公園、近くのショッピングモール、デパート......

 日も暮れてきた午後5時、私はやっと冷静になった。そもそも死んだ人間が生き返るはずが無いのだ。多分って唯香が見たのはとてもよく似た別の人だったのだろう。そう思って家に帰った。鍵が開いていて一瞬警察を呼ぼうと思ったがそもそも鍵も閉めずに出てきたのを思い出してやめておいた。部屋に入ると机の上に何かが置いてあった。

「手紙......?」

 『穂村賢吾』

 「.....!」

 紛れもなく彼の字だった。
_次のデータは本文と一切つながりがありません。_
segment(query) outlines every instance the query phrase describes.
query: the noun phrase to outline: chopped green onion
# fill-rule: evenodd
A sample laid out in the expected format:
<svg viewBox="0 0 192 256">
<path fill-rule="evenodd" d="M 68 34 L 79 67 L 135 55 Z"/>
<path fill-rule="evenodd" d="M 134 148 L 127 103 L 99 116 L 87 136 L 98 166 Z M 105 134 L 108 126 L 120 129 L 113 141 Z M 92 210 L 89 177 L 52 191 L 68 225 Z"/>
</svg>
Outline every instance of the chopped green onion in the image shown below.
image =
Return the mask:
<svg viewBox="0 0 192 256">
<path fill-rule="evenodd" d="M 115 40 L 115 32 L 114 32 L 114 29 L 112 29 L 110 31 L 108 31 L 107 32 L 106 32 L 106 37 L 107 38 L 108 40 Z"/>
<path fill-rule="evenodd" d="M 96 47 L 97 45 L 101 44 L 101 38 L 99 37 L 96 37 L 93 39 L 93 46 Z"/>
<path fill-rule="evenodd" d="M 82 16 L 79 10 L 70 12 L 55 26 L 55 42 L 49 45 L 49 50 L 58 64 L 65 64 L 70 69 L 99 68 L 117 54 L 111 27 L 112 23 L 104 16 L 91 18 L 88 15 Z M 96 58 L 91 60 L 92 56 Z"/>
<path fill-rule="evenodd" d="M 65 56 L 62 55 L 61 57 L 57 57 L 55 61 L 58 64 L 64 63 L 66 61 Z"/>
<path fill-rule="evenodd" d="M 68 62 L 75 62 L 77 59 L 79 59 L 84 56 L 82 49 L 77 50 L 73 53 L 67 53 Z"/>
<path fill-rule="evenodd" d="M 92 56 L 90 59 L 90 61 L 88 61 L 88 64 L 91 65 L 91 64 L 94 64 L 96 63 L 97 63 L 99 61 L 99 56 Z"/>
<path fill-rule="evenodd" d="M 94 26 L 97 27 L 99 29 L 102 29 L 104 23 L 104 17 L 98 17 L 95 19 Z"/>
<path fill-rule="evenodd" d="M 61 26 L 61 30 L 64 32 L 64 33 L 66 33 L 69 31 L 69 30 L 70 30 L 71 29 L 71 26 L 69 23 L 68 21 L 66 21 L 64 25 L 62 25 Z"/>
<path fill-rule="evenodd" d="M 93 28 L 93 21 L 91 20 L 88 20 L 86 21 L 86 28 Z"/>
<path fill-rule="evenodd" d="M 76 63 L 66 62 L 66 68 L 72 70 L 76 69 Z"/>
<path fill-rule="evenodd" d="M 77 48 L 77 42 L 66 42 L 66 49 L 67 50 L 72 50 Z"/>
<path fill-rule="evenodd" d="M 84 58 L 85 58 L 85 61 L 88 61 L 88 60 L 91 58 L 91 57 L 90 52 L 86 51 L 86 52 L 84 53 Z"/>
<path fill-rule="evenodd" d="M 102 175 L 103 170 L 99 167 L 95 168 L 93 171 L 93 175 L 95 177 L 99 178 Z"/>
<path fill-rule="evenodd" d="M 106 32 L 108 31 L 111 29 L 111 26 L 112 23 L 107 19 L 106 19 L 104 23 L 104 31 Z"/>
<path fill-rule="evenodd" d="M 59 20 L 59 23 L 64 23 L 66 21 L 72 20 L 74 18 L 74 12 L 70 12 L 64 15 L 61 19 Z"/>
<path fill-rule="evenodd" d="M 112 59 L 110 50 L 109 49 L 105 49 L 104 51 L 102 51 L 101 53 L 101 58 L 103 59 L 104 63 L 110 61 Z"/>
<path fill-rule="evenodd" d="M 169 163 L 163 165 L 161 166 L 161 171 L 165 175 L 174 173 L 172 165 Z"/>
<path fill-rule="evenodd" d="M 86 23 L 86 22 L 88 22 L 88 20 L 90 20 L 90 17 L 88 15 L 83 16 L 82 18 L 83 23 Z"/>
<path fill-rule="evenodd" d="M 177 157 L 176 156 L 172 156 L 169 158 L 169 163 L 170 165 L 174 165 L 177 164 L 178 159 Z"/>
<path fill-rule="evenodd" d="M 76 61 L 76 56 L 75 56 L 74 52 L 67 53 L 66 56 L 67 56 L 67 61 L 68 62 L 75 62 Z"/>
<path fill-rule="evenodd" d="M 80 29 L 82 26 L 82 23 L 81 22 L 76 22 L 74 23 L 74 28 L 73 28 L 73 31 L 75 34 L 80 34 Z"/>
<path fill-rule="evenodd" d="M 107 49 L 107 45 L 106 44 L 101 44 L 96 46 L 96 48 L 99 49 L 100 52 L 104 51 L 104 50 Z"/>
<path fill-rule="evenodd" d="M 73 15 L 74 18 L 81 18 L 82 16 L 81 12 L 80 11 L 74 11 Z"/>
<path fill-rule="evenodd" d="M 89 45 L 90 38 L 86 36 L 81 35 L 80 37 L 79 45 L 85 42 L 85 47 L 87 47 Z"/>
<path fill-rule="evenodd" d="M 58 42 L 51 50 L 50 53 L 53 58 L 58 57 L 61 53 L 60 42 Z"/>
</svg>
丸っぽくて可愛いその字を、本人は気にしているみたいだったが私は好きだった。また見れるなんて思ってなかった。彼はやっぱり生きていたんだ!そう思うとなんでもできそうな気がした。幸福を噛みしめながら手紙を読む。

『さくら、元気にしてたか?会えなくてごめん。

手紙だけでもって思って書いてみたんだけど少し気恥ずかしいな、こういうの。それで、実はさくらに頼みたいことがある。俺と文通をしてくれないか。書いたら近所の公園のベンチにでも置いておいてくれ。なんで直接会わないんだって思うかもしれない。本当にごめん。でも今はだめなんだ。分かってくれ。』

 正直いくら彼からの手紙といえど、あまり納得がいかなかった。なぜ会えないんだろうとか、なぜこんなまわりくどいことをするのだろうとか、上げ出したらキリがない。ただそれでも彼と私をつなぎ合わせることができる。それだけでも私は嬉しかった。

 さっそくその日の夜、彼に向けて手紙を書いた。

『なんで手紙なのとか色々聞きたいことあるけどまず生きててよかった!会えないのには何か理由があるんだよね!その日が来るの待ってるね!』

 

 次の日、手紙を置いてこっそり影に隠れて彼を待ったがやはり姿は見えなかった。4時間ほど経っても来ず家に帰ると手紙が届いていた。